It sounds like the place isn't just a guy's private home, either, but some kind of small apartment complex or shared home with tenants. That means it isn't just his personal concerns he has to keep in mind, but all those of the people paying to live there. Also means it's a lot harder to determine if it's someone who should be there or not -- it wouldn't just be his guests there, but his tenants' guests, and a lot of places keep security logs of that if it's in certain areas.
(I know one building I lived in when I was in Los Angeles sure as hell did.)
I'm mostly horrified by the people insisting the guy is a douche for not letting people on his property like he's the jerk.
Who is going to get sued if they get hurt there? Him. Who is gonna get sued if one of his tenants gets hurt because of people trespassing? Him. Who is gonna have to pay for the damages of people tromping through/extra groundskeeping/having to clean up when even less thoughtful people litter/etc.? Him.
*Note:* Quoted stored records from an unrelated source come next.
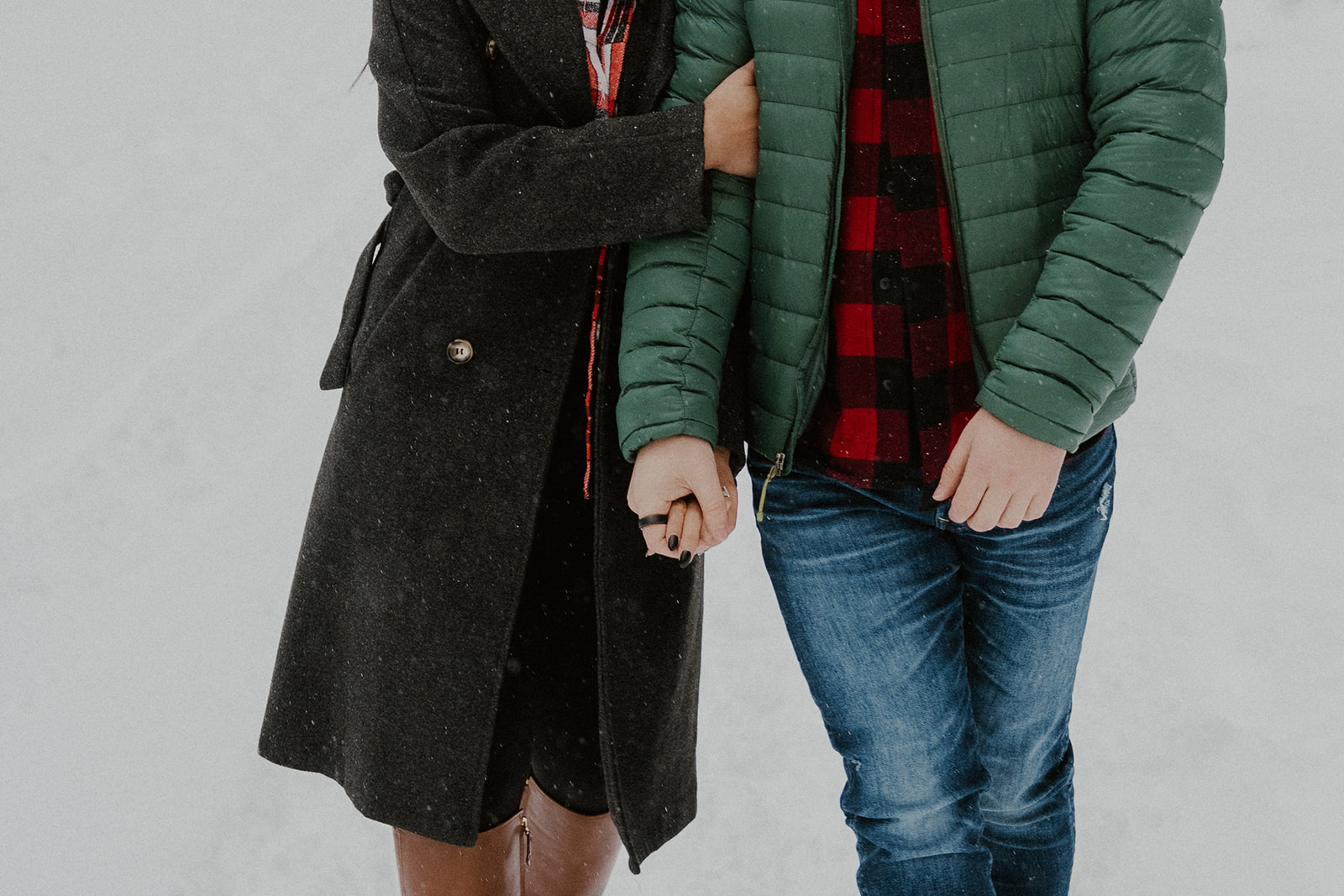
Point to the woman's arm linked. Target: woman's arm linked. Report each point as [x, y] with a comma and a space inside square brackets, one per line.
[490, 186]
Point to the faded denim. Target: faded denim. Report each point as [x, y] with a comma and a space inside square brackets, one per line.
[942, 661]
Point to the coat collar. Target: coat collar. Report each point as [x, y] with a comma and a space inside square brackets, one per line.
[543, 42]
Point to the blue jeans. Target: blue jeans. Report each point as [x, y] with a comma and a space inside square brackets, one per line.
[942, 661]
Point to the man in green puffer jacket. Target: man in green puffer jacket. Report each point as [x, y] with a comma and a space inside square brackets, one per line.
[965, 217]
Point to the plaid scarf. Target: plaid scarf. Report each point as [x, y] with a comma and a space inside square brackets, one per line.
[900, 383]
[605, 26]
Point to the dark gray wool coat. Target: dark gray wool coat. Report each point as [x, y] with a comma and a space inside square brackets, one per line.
[407, 582]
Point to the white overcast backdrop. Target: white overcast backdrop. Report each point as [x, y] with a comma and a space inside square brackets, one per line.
[183, 191]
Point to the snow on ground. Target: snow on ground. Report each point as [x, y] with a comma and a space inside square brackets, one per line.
[186, 187]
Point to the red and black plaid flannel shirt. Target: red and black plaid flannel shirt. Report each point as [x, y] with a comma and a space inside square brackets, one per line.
[606, 24]
[900, 385]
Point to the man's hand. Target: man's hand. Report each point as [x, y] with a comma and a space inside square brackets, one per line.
[996, 476]
[685, 479]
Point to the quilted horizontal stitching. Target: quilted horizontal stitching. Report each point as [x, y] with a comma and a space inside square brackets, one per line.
[1092, 313]
[796, 155]
[1010, 53]
[1021, 208]
[1129, 51]
[793, 53]
[1097, 367]
[793, 208]
[799, 105]
[1012, 105]
[1050, 375]
[1129, 230]
[994, 268]
[1026, 155]
[1148, 184]
[1113, 273]
[1120, 6]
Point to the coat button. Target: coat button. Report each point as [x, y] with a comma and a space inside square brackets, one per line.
[460, 351]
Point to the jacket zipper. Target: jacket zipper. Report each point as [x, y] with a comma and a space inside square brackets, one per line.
[774, 470]
[528, 840]
[595, 331]
[800, 421]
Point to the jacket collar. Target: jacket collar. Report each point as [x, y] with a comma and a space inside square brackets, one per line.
[543, 42]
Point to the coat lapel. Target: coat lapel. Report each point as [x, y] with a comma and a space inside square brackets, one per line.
[543, 42]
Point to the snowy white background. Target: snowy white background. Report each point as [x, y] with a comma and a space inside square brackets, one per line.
[183, 191]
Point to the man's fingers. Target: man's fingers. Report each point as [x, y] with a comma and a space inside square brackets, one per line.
[1016, 511]
[967, 499]
[709, 493]
[952, 470]
[676, 528]
[655, 537]
[991, 510]
[694, 528]
[1038, 506]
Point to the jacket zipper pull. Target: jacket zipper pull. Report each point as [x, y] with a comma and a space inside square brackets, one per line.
[774, 470]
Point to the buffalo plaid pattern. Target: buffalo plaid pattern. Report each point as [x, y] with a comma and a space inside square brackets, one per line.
[606, 23]
[900, 383]
[605, 27]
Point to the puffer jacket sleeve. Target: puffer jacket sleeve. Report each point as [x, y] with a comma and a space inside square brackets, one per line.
[487, 186]
[683, 289]
[1156, 89]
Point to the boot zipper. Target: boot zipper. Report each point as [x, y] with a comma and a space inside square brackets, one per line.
[774, 470]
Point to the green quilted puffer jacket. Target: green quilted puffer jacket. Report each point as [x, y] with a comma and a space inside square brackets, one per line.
[1082, 140]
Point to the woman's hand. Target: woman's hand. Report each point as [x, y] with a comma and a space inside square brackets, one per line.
[998, 476]
[732, 123]
[683, 479]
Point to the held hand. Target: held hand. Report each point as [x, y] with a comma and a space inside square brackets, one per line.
[996, 476]
[732, 123]
[682, 477]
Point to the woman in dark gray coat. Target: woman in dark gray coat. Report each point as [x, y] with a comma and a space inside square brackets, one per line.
[475, 647]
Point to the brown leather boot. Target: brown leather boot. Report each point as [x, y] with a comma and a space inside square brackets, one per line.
[571, 855]
[494, 867]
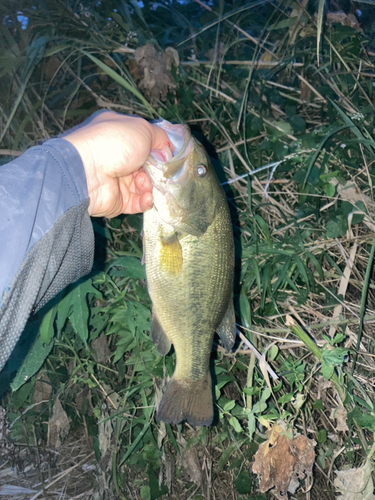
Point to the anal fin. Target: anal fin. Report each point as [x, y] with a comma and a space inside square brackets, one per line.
[170, 256]
[227, 328]
[159, 337]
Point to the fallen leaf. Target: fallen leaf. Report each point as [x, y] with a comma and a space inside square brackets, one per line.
[152, 71]
[58, 425]
[355, 484]
[190, 461]
[102, 351]
[340, 415]
[42, 390]
[281, 462]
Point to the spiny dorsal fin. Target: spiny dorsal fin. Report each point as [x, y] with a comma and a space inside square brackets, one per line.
[159, 337]
[227, 328]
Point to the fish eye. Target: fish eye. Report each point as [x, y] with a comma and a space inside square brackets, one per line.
[201, 171]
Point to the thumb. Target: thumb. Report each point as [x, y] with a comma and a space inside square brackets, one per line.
[160, 139]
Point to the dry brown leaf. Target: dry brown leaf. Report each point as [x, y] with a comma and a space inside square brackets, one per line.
[100, 346]
[355, 484]
[190, 461]
[58, 425]
[42, 390]
[281, 462]
[344, 19]
[350, 192]
[152, 71]
[340, 415]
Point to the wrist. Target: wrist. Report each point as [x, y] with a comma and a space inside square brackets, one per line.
[88, 163]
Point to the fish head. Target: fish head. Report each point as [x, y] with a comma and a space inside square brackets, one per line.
[185, 187]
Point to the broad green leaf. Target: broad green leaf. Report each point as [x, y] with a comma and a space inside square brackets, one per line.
[235, 424]
[33, 361]
[131, 265]
[46, 330]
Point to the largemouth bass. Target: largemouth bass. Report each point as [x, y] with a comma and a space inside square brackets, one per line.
[189, 255]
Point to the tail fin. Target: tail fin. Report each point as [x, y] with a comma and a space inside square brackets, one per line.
[187, 400]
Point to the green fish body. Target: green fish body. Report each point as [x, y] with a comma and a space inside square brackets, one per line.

I kinda can't help but empathize with this guy. We have two empty house lots (that now need to stay that way, thanks nature! Long story.) that we used to let the neighborhood kids play in for over thirty years, because that was just being neighborly. Until a whole lot of entitled parents decided it wasn't their fault when the kids broke my folks' windows playing, ripped up stuff my mom had spent hundreds of dollars planting, and started insisting the folks improve/add shit to the field to make it safer for their kids to play there. Yeah. People who wouldn't even fix the shit they broke were demanding the people who were being generous and nice should be the ones to lay out more money so they could continue to be taken advantage of. Like my retired, elderly, broke-ass parents are going to walk the property every two days looking for gopher holes to fill or pay a landscaper to fix so their kids can play on it and continue ripping the place up? I don't think so. (You would have loved the looks on people's faces when my father -- who is admittedly clueless -- suggested, "Why don't you just have the kids tell us if they find a hole, or one of the older kids can fill it in before they start playing?" You would think he'd suggested filling the hole with one of the little kids' dismembered bodies.)